Los Niños de Anna:

la importancia del cariño para la supervivencia

Tras la Segunda Guerra Mundial, miles de bebés morían en los hospicios de todo el mundo a causa de una patología denominada marasmo; sobre todo a partir de los 9 meses y niños menores de 2 años. La enfermedad también se conocía como debilidad o atrofia infantil.

Bebés que aparentemente estaban en buen estado de salud, entraban en un estado de decaimiento y desánimo: dejaban de mantener el contacto visual, de alimentarse, dejaban de comunicarse… hasta que inevitablemente morían.
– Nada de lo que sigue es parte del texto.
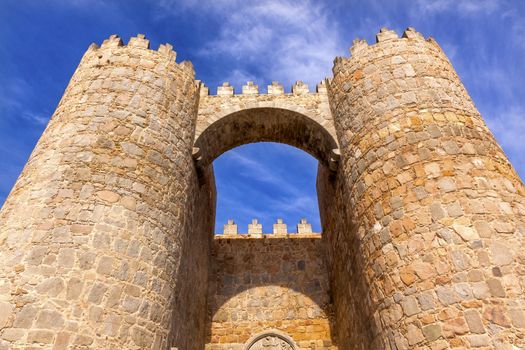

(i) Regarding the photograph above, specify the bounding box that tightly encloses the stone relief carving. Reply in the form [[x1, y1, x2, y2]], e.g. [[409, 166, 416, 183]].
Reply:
[[246, 331, 297, 350]]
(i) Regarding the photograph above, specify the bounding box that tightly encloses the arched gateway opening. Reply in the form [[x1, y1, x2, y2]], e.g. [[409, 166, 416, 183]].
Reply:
[[194, 95, 338, 350]]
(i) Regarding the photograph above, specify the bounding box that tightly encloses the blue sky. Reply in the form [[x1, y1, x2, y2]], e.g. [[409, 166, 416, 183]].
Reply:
[[0, 0, 525, 235]]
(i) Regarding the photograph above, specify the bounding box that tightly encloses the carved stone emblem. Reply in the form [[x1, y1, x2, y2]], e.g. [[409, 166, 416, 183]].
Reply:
[[246, 332, 297, 350]]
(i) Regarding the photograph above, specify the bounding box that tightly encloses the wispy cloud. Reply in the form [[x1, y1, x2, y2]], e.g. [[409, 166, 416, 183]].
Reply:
[[486, 106, 525, 180], [160, 0, 346, 88], [416, 0, 503, 15], [0, 78, 49, 126], [214, 143, 320, 232]]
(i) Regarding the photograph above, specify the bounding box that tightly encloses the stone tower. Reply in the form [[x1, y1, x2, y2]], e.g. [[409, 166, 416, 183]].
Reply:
[[0, 28, 525, 350]]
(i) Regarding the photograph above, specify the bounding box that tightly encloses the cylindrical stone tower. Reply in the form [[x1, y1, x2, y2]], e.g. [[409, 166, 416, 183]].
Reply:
[[0, 35, 206, 349], [329, 29, 525, 349]]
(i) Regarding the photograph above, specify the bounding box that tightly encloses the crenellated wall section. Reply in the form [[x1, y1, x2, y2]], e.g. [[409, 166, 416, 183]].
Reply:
[[0, 28, 525, 350], [328, 28, 525, 349]]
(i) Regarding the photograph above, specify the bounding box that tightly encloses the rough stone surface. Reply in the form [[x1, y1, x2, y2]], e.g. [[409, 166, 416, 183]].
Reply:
[[206, 234, 336, 350], [0, 29, 525, 350], [326, 29, 525, 349]]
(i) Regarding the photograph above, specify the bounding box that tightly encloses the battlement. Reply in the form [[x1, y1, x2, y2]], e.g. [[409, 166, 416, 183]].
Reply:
[[88, 34, 183, 65], [334, 27, 439, 66], [215, 218, 318, 238], [200, 80, 327, 97]]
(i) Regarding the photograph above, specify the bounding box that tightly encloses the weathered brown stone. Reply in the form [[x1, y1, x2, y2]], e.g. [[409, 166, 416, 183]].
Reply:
[[0, 29, 525, 350]]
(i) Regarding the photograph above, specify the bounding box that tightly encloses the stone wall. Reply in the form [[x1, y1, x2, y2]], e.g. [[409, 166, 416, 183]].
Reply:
[[195, 82, 339, 171], [0, 36, 213, 349], [206, 234, 336, 350], [0, 29, 525, 350], [326, 29, 525, 349]]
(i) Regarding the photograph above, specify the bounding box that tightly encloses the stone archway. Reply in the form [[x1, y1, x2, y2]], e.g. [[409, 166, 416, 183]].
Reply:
[[195, 107, 338, 168], [244, 329, 299, 350]]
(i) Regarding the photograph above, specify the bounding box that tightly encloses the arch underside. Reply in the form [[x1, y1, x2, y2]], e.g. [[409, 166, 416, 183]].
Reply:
[[195, 108, 338, 167]]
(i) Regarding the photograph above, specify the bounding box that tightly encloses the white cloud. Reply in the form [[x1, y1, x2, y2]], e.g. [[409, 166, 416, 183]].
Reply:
[[416, 0, 503, 15], [486, 106, 525, 174], [0, 78, 49, 126], [160, 0, 344, 90]]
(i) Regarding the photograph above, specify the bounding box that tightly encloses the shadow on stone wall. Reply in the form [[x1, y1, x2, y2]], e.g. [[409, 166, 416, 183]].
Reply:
[[206, 236, 335, 349]]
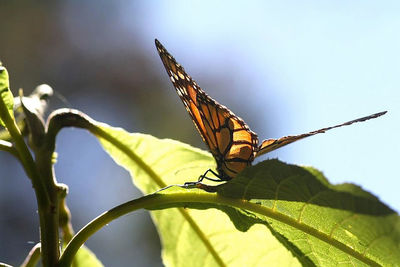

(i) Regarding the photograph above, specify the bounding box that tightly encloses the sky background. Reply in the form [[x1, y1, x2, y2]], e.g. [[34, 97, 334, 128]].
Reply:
[[0, 0, 400, 266]]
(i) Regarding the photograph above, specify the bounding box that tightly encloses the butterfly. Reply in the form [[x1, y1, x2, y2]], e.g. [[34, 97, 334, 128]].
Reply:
[[155, 39, 386, 181]]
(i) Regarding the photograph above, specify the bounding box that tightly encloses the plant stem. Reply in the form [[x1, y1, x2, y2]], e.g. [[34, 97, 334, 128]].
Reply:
[[20, 243, 40, 267]]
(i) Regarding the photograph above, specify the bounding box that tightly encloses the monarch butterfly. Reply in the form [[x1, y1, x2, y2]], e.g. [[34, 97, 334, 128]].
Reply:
[[155, 39, 386, 181]]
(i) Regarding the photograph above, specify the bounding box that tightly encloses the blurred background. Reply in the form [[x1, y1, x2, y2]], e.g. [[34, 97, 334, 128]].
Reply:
[[0, 0, 400, 266]]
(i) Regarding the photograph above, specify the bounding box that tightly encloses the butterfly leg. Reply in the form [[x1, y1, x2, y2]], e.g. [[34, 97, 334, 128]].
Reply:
[[197, 169, 223, 183]]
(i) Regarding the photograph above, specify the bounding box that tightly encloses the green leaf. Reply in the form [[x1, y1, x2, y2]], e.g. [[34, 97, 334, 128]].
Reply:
[[94, 125, 400, 266], [67, 246, 103, 267], [0, 65, 14, 126]]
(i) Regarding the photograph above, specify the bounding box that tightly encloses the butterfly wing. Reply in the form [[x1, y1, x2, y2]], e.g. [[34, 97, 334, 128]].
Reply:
[[197, 90, 258, 180], [255, 111, 386, 157], [155, 40, 258, 180]]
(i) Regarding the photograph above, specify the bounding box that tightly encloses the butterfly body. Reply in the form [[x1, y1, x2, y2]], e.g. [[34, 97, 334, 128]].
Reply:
[[155, 39, 386, 181]]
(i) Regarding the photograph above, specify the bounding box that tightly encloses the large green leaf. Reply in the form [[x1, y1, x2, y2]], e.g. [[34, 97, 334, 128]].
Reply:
[[0, 64, 14, 126], [95, 125, 400, 266]]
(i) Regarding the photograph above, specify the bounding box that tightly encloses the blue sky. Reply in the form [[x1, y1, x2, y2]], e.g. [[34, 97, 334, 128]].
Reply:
[[127, 1, 400, 211]]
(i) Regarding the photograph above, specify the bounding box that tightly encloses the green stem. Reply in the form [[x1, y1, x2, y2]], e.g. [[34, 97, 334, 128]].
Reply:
[[20, 243, 40, 267], [0, 140, 19, 159], [0, 87, 59, 266]]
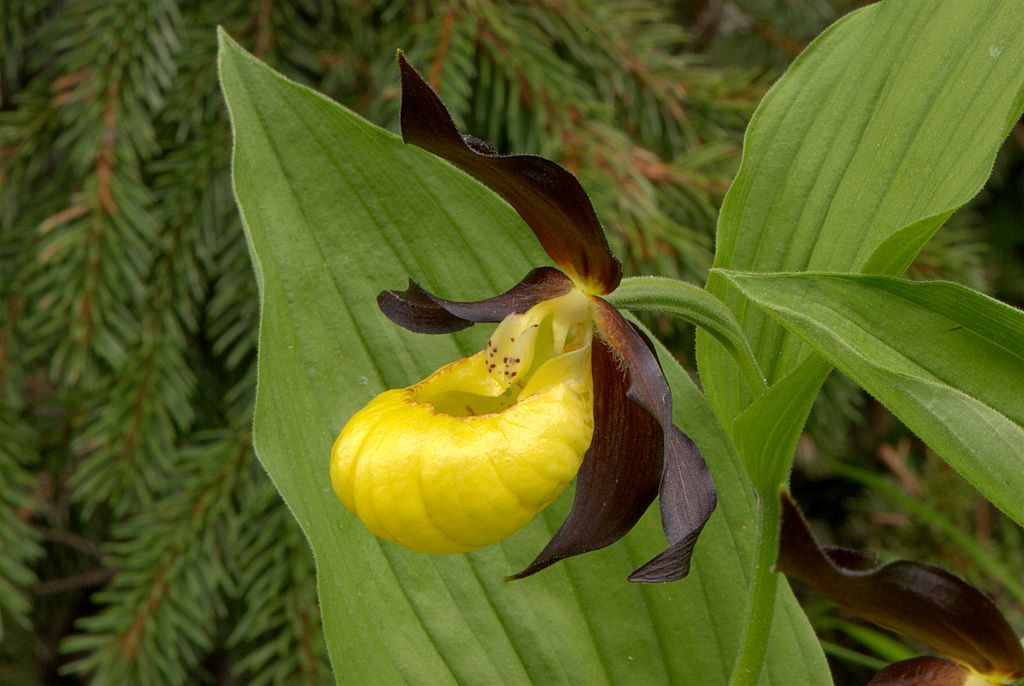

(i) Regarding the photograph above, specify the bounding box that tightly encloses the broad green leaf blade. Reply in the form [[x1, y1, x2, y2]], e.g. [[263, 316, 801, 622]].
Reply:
[[722, 272, 1024, 524], [220, 37, 828, 686], [698, 0, 1024, 426]]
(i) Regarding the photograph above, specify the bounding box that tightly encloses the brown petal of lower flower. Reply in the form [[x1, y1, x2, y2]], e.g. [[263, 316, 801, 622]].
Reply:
[[377, 267, 572, 334], [867, 657, 971, 686], [776, 492, 1024, 678], [594, 298, 717, 582], [398, 54, 623, 293]]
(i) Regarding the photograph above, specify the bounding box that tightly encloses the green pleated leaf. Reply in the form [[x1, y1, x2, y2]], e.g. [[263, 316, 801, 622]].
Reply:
[[220, 32, 829, 686], [697, 0, 1024, 436], [722, 272, 1024, 524]]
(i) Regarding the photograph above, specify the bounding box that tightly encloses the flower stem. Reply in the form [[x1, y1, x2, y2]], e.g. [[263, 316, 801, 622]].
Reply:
[[729, 491, 780, 686], [608, 276, 768, 398]]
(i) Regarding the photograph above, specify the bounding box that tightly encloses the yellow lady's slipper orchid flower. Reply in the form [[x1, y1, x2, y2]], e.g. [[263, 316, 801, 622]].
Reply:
[[331, 290, 594, 553], [331, 56, 716, 582]]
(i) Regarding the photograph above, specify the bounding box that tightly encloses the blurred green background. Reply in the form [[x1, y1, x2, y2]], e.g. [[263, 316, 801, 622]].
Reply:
[[0, 0, 1024, 686]]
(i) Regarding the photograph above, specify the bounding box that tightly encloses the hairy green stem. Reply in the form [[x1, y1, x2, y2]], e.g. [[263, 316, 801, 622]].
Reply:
[[608, 276, 768, 398], [729, 491, 781, 686]]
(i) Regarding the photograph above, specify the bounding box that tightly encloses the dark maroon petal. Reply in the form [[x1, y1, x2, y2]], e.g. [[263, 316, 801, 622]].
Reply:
[[377, 267, 572, 334], [512, 343, 662, 578], [776, 494, 1024, 678], [867, 657, 971, 686], [593, 298, 717, 582], [398, 54, 623, 293]]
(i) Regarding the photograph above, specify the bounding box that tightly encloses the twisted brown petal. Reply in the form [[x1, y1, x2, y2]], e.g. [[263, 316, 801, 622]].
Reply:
[[867, 657, 971, 686], [398, 54, 622, 293], [594, 298, 717, 582], [512, 343, 663, 578], [776, 494, 1024, 683], [377, 267, 572, 334]]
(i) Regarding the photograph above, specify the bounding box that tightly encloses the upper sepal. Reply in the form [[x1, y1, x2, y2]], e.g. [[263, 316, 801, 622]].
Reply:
[[377, 267, 572, 334], [398, 53, 623, 293], [776, 492, 1024, 683]]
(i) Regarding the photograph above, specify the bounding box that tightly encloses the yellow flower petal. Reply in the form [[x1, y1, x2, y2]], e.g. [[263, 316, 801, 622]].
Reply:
[[331, 292, 594, 553]]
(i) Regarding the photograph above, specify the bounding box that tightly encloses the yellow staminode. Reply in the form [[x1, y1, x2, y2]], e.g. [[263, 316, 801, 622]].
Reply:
[[331, 290, 594, 553]]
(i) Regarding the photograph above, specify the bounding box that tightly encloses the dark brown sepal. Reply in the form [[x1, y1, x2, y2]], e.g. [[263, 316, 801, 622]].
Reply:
[[511, 343, 663, 578], [593, 298, 717, 582], [377, 267, 572, 334], [776, 492, 1024, 678], [398, 53, 623, 293], [867, 657, 971, 686]]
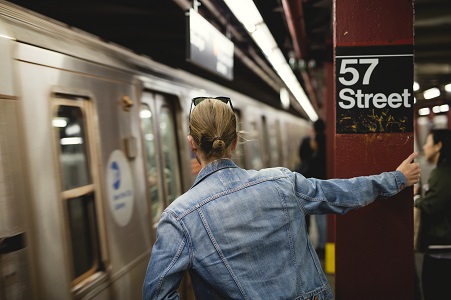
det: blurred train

El Dr. Chapin (Henry Dwight Chapin), pediatra neoyorkino, llevó a cabo una investigación en la que concluyó que, sorprendentemente y sin causa aparente, casi el cien por cien de los niños menores de 2 años fallecían, pese a tener todas las necesidades básicas cubiertas. Por ello introdujo la práctica de alojar a los pequeños con en hogares de familias de acogida , en lugar de que permanecieran en aquellos hospicios, bien atendidos pero avocados a una muerte casi segura.
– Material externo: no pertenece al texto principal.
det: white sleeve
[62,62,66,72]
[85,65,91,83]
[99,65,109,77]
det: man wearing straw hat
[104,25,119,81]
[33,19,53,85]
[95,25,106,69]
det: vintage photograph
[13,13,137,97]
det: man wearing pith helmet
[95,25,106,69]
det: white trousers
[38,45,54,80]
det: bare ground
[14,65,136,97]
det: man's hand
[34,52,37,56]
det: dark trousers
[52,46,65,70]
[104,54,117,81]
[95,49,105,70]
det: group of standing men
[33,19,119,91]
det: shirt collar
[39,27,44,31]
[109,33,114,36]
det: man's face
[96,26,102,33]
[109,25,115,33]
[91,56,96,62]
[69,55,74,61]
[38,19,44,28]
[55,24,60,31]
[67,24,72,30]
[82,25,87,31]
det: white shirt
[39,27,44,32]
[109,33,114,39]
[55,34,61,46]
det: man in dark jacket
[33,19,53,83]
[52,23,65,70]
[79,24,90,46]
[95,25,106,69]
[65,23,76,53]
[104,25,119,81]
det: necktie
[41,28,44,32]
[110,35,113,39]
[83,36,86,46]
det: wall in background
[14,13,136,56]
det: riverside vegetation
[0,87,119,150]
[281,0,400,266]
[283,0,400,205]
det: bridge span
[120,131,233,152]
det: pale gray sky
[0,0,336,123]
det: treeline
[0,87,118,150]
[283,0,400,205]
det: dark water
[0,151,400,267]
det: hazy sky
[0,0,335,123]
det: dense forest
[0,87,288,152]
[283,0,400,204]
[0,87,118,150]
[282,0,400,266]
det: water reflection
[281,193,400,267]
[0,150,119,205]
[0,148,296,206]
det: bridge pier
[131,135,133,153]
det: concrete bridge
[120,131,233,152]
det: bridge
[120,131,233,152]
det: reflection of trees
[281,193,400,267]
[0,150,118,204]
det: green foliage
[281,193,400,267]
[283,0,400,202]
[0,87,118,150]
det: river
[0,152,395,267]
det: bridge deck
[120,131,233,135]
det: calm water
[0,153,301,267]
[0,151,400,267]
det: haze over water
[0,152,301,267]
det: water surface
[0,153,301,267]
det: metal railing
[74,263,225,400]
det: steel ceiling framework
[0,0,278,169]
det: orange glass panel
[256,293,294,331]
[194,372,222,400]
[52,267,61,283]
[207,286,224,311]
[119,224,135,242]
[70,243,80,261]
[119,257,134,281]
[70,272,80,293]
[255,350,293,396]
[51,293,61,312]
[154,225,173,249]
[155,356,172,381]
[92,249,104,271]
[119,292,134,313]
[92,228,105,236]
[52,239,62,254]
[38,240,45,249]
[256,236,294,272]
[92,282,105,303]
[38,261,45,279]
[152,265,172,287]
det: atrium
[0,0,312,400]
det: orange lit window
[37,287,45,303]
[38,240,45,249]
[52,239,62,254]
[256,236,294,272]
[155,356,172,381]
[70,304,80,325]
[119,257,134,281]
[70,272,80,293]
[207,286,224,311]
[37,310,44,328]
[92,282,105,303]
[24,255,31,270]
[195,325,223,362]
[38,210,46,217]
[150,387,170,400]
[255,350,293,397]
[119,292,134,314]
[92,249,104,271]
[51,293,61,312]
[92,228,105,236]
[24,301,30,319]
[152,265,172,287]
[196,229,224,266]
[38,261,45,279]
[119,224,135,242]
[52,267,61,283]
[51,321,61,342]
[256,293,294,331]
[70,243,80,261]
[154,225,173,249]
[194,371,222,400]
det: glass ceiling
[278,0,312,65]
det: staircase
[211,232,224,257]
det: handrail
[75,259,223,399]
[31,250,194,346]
Otro médico, el  Dr. J. M. Knox, realizó otro estudio en el que observó que de 200 niños huérfanos, acogidos en diferentes instituciones, casi el 90 % falleció a lo largo de un año. El 10 % superviviente, consiguió sobrevivir porque salía de las instituciones durante breves períodos bajo la tutela de padres adoptivos o parientes, según él mismo concluyó tras el seguimiento.

Pero fue el Dr. Fritz Talbot quien observó en sus visitas a Düsseldorf (Alemania) que una anciana cargaba con un bebé a sus espaldas, y al preguntarle al director del centro éste contestó:

«Es la vieja Anna. Cuando hemos hecho todo lo médicamente posible por un bebé y sigue sin mejorar, recurrimos a la vieja Anna, que nunca falla».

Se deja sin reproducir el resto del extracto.